Please don't change your settings. That would only hide the bug, because that is what it is :)
Updated by Jason Borden over 10 years ago
(gdb) f 6 #6 StreamTcpReassembleAppLayer (tv=0x9f0de70, ra_ctx=0x7f1b50000fb0, ssn=0x7f1b51c5c860, stream=0x7f1b51c5c868, p=0x27682e0) at stream-tcp-reassemble.c:3139 3139 memcpy(data + data_len, seg->payload + (gdb) p *ssn $1 = {res = 0, state = 4 '\004', queue_len = 0 '\000', data_first_seen_dir = -13 '\363', flags = 5648, server = {flags = 128, wscale = 6 '\006', os_policy = 5 '\005', isn = 3552530536, next_seq = 3552862937, last_ack = 3552851289, next_win = 3552886425, window = 29312, last_ts = 0, last_pkt_ts = 0, ra_app_base_seq = 3552854200, ra_raw_base_seq = 3552849832, seg_list = 0x7f1b513eda50, seg_list_tail = 0x7f1b49d6f410, sack_head = 0x7f1ae43a6030, sack_tail = 0x7f1ae43a6030}, client = { flags = 160, wscale = 6 '\006', os_policy = 0 '\000', isn = 1221981603, next_seq = 1221982478, last_ack = 1221982478, next_win = 1222013390, window = 30912, last_ts = 0, last_pkt_ts = 1397754340, ra_app_base_seq = 1221982477, ra_raw_base_seq = 1221982477, seg_list = 0x0, seg_list_tail = 0x0, sack_head = 0x0, sack_tail = 0x0}, toserver_smsg_head = 0x0, toserver_smsg_tail = 0x0, toclient_smsg_head = 0x7f1b53ab7420, toclient_smsg_tail = 0x7f1b53ab7420, queue = 0x0} (gdb) p ra_base_seq $2 = 3552858296 (gdb) p payload_len $3 = 272 (gdb) p payload_offset $4 = 11376 (gdb) p copy_size $5 = 64352 (gdb) p *seg $6 = {payload = 0x7f1b52851180 "e\243k", payload_len = 10192, pool_size = 65535, seq = 3552846921, next = 0x7f1b49d6f410, prev = 0x0, flags = 1 '\001'}
Updated by Victor Julien over 10 years ago
It seems the problem actually originates from before this packet. We have a case where stream->ra_app_base_seq > stream->last_ack, which shouldn't be possible.
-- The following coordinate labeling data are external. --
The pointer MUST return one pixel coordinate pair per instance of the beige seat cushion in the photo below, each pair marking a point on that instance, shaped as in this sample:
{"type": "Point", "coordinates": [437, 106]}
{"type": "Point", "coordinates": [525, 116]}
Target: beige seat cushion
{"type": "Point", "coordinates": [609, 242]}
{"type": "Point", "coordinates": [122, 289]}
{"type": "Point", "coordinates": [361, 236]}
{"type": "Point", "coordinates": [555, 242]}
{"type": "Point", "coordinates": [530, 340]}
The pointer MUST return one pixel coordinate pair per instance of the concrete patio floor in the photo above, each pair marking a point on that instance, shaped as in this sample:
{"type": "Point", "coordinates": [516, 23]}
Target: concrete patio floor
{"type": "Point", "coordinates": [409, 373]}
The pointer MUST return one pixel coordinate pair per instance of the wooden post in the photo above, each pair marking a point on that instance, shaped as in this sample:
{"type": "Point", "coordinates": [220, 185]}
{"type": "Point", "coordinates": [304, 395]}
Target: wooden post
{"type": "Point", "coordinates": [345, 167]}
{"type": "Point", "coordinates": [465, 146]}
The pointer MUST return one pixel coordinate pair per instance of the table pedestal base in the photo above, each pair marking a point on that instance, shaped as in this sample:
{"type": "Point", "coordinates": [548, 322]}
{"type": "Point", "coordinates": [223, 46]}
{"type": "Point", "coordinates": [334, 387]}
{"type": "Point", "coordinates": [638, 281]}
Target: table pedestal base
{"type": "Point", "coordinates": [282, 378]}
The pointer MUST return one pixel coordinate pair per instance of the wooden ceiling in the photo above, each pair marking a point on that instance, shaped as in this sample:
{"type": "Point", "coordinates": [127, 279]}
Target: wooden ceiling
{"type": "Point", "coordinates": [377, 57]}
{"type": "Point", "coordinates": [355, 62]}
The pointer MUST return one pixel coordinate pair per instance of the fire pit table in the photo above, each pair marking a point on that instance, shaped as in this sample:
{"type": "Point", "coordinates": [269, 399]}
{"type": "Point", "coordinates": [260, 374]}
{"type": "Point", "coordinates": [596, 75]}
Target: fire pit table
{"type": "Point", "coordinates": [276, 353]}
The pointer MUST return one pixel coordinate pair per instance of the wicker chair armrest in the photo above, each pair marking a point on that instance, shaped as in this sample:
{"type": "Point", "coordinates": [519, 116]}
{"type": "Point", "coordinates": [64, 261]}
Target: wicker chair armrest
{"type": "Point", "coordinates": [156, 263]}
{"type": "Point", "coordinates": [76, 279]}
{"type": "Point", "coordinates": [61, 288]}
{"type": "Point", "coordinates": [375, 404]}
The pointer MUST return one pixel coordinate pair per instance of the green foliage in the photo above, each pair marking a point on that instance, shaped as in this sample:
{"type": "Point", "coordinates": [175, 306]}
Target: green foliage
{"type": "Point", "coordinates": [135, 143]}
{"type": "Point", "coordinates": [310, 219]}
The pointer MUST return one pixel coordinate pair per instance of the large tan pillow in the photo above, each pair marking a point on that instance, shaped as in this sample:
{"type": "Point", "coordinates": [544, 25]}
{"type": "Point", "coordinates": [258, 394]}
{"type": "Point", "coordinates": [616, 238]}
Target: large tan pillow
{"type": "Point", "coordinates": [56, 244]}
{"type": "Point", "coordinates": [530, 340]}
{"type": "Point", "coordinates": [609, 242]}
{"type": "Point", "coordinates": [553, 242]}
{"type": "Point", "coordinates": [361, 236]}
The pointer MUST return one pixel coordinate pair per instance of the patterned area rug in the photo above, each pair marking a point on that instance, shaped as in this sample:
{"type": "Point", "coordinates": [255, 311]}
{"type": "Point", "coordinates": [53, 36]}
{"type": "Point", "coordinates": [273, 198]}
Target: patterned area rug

Are you able to reproduce this on a pcap? Is it possible for you to record some of your traffic and replay it somehow to Suricata (or directly read the pcap file) to see if that reproduces the issue?
Updated by Jason Borden over 10 years ago
At this point I'm about 90% sure that the problem is related to having checksum checks turned off. I have not yet been able to reproduce the issue when they are turned on. I'll still try out pcap with checksums off and record the traffic.
Updated by Victor Julien over 10 years ago
Thanks. Even if the checksum checks somehow influence it, a crash still shouldn't happen in any case.
Updated by Jason Borden over 10 years ago
I've been running with --pcap=eth2 and checksums off for the past couple weeks and haven't been able to reproduce the bug.